Движения пасущегося лося очень медлительны и однообразны. Объев наиболее доступные побеги с одного куста, он делает несколько шагов к другому, подолгу стоит, пережевывая пищу. С нарастанием глубины снега подвижность жирующих лосей значительно сокращается. Так, 16 декабря 1963 г., при глубине снега 45 см, лосиха делала в среднем 4 шага в минуту и скусывала 6 побегов. За час она сделала 220 шагов и, пройдя 155 м, съела около 390 побегов. Крупный бык 30 марта 1964 г., при глубине снега 57 см, за 10 минут шагнул всего 9 раз, скусывая тоже по 6 побегов в минуту. За час он сделал 52 шага, пройдя 36 м, скусил 378 побегов, 2 раза ел снег. Всего бык кормился 1,5 часа, затем ушел в ельник и лег рядом с предыдущей лежкой. Таким образом, звери кормились с одинаковой интенсивностью, но второй из них передвигался в четыре раза медленнее.

Подвижность лосей на жировках помимо глубины снега в еще большей степени зависит от количества и доступности корма, а также от величины животного и его индивидуальных особенностей. Молодой лось, которого мы наблюдали в марте, несмотря на глубокий снег, прошел за 2 часа 230 м. Вообще скорость жирующих лосей зимой не превышает 150 м в час. Протяженность жировочного пути между двумя очередными лежками у разных зверей колеблется от 30 до 650 м в среднем в первой половине зимы она равна 200 м, во второй — 150 м. Учитывая это, можно предположить, что отдельные жировки длятся от 30 минут до 4 часов, но чаще занимают 1,5—2 часа.

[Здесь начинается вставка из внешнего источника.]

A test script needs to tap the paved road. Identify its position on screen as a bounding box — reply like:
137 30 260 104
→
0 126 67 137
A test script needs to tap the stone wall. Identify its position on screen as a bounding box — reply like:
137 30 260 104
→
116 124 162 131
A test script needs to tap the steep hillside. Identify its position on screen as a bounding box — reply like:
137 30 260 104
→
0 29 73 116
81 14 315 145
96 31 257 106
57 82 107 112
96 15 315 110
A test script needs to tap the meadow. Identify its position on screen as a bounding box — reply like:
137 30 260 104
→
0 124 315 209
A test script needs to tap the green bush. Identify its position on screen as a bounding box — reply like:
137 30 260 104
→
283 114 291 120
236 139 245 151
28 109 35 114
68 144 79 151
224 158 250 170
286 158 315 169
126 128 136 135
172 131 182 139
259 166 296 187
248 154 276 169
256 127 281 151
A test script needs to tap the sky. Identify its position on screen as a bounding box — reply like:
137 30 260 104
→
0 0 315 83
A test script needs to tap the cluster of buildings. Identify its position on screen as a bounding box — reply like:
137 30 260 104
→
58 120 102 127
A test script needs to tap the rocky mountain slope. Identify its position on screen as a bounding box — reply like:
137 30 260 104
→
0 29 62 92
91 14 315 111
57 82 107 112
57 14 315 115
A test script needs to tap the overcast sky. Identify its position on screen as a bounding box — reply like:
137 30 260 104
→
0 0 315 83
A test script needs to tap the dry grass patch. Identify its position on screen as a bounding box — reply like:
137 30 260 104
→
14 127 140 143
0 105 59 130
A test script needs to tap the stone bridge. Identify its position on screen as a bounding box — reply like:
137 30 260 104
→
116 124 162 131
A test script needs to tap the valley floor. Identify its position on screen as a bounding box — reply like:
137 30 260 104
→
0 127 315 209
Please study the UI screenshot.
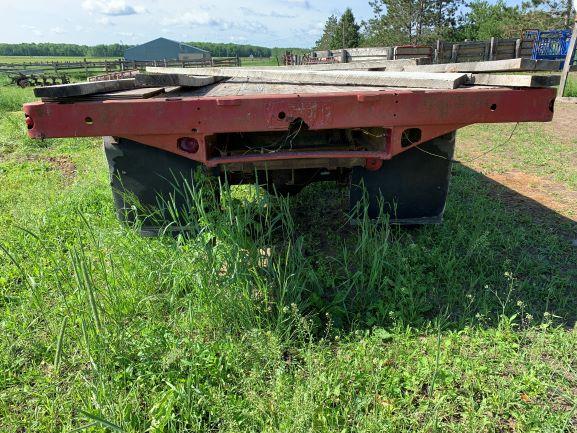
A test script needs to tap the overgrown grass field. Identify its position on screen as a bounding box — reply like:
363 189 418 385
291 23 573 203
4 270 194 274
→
0 56 118 64
0 79 577 433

В малолюдных районах северо-востока области лоси отличаются гораздо большей дикостью, чем в ближайших окрестностях Ленинграда, и подойти к ним даже при благоприятных условиях ближе чем на 100 м удается не часто. Потревоженные звери держатся особенно чутко и быстро уходят от собаки. Около крупных поселков и в пригородах Ленинграда, наоборот, подчас поражает безразличие этих крупных животных к транспорту, шуму, непосредственному соседству людей. Спокойно пасущихся или отдыхающих лосей можно видеть из окон пригородных поездов и даже в парках Лесотехнической академии, Кировских островов, Петродворца и др. Заслуживают внимания заметки, часто появляющиеся на страницах ленинградских газет, а также сообщения егерей об отдельных животных, ведущих себя, как прирученные. Они позволяют приближаться к ним на несколько метров и фотографировать себя, пасутся с домашним скотом. По словам егеря А. М. Кулевича, летом 1963 г. в пос. Нурма около магазина появился бык, который ел предложенный ему хлеб, а затем ушел в лес. Тем не менее изучение поведения лосей в густонаселенных пригородах Ленинграда показало, что фактор беспокойства все же накладывает свой отпечаток на их поведение, меняя повадки, резко смещая пики активности на сумеречное и ночное время. Так, лоси, зимующие в парке Биологического института, спокойно паслись, близко подходя к зданиям, заборам огородов, но только до 8—9 ч., т. е. до появления в парке людей. Большую же часть дня они лежали в густом ельнике или в глубоких воронках от снарядов, оставаясь незамеченными многочисленными лыжниками, проходившими в нескольких метрах от них.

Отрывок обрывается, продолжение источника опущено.